Why not parse `ls` and what to do instead

Why parsing ls is discouraged

  • Core objection: ls is a human-oriented formatter; turning its output back into machine data is fragile and needless extra work.
  • Typical anti-pattern: for f in $(ls) converts a list of filenames to a single string, then re-splits it, breaking on spaces, newlines, and control characters.
  • Shell already exposes directory data structurally via globs (for f in *) and tools like find, so parsing ls is considered a “wrong obvious solution” beginners gravitate to.

Preferred Unix-side alternatives

  • Use shell globs with options like nullglob / failglob to handle missing matches robustly.
  • Use find for recursion, filtering, and safe execution: -exec, -print0 | xargs -0, -printf for custom formats, and sometimes -regex.
  • For tricky pipelines, while read -r -d '\0' loops plus find -print0 are recommended, though commenters note these quickly become complex and easy to get subtly wrong.
  • Some argue “always use find rather than for + glob” for serious scripts.

Structured/modern shells and higher-level languages

  • Several posters advocate PowerShell, Nushell, or object-stream shells (e.g. Python-based) where ls returns structured objects instead of text, eliminating many parsing issues.
  • Enthusiasts highlight easier filtering, sorting, and type-aware pipelines; critics say these shells create separate ecosystems, lack traditional features, and aren’t installed everywhere.
  • Strong pro-Python contingent: shell is seen as a brittle glue language; Python (or similar) is preferred once scripts stop being trivial. Others counter that shell is faster to start, ubiquitous, and often “good enough”.

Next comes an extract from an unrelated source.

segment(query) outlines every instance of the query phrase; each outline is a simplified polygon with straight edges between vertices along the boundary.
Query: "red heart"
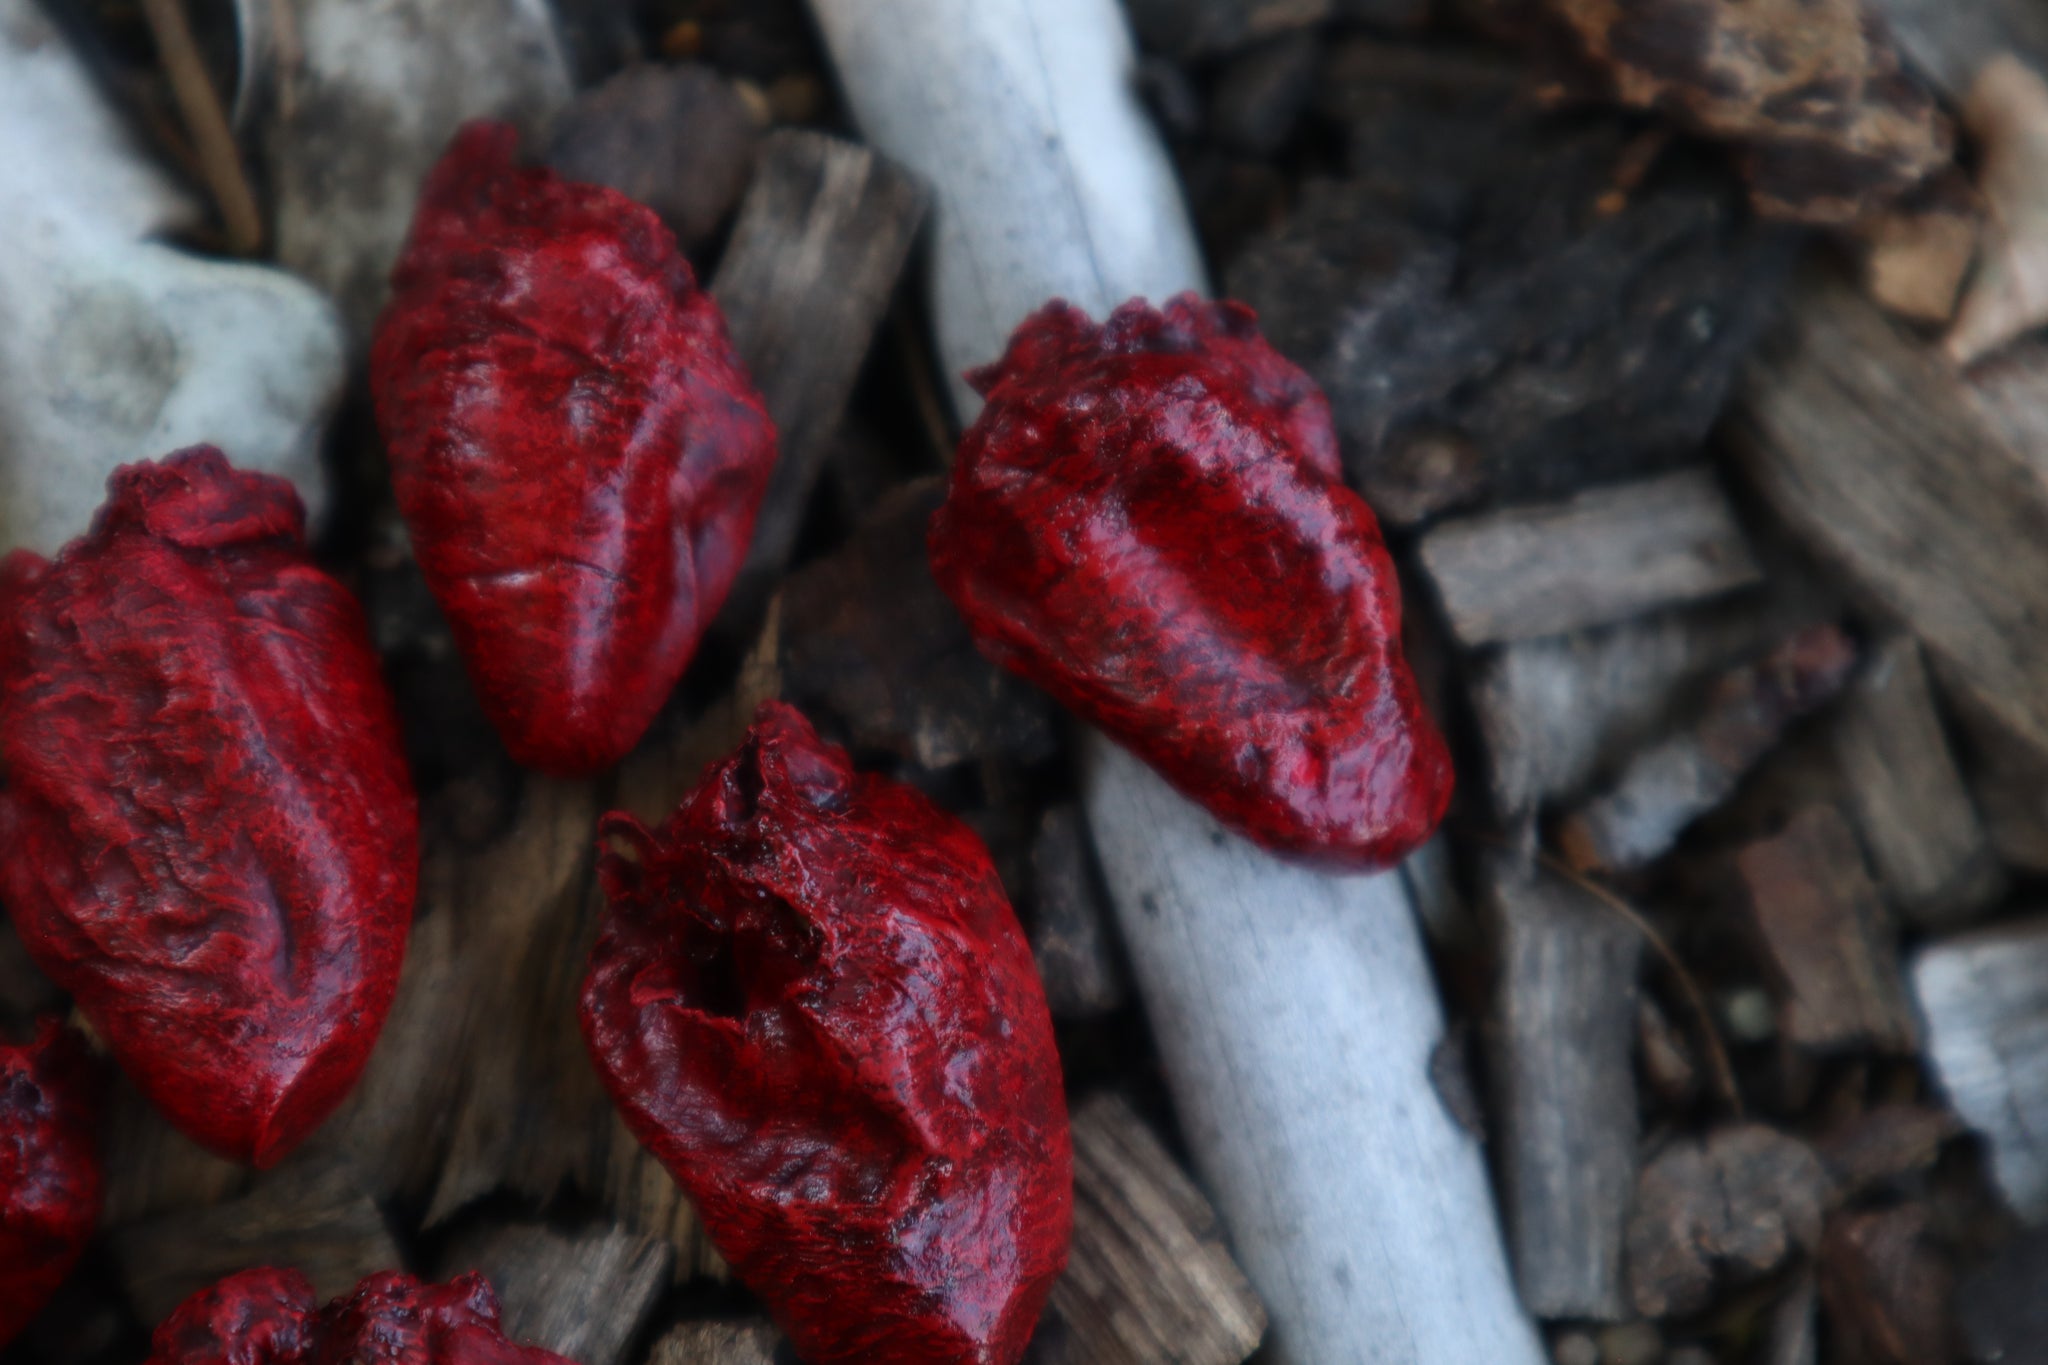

Filename edge cases and robustness

  • Debate centers on how much to care about filenames with spaces, newlines, control chars, or odd Unicode.
  • Some insist robust tools must handle all legal bytes except / and NUL; others argue such names are rare in their domains and not worth the complexity.
  • There is interest in restricting filename character sets where possible (e.g., internal systems) but recognition that networked filesystems and other platforms prevent relying on that globally.

Standardized machine-readable output and teaching

  • Multiple people want a uniform --json (or CSV-like) output mode for core utilities (ls, find, df, mount, stat, etc.) to simplify safe parsing; others respond that real programs should call APIs like readdir instead.
  • Skepticism that a coordinated JSON standard across all Unix tools is realistically achievable.
  • For teaching, ls | ... is acknowledged as a natural early pattern; later, instructors must “unteach” parsing ls and introduce globs, find, and safer patterns.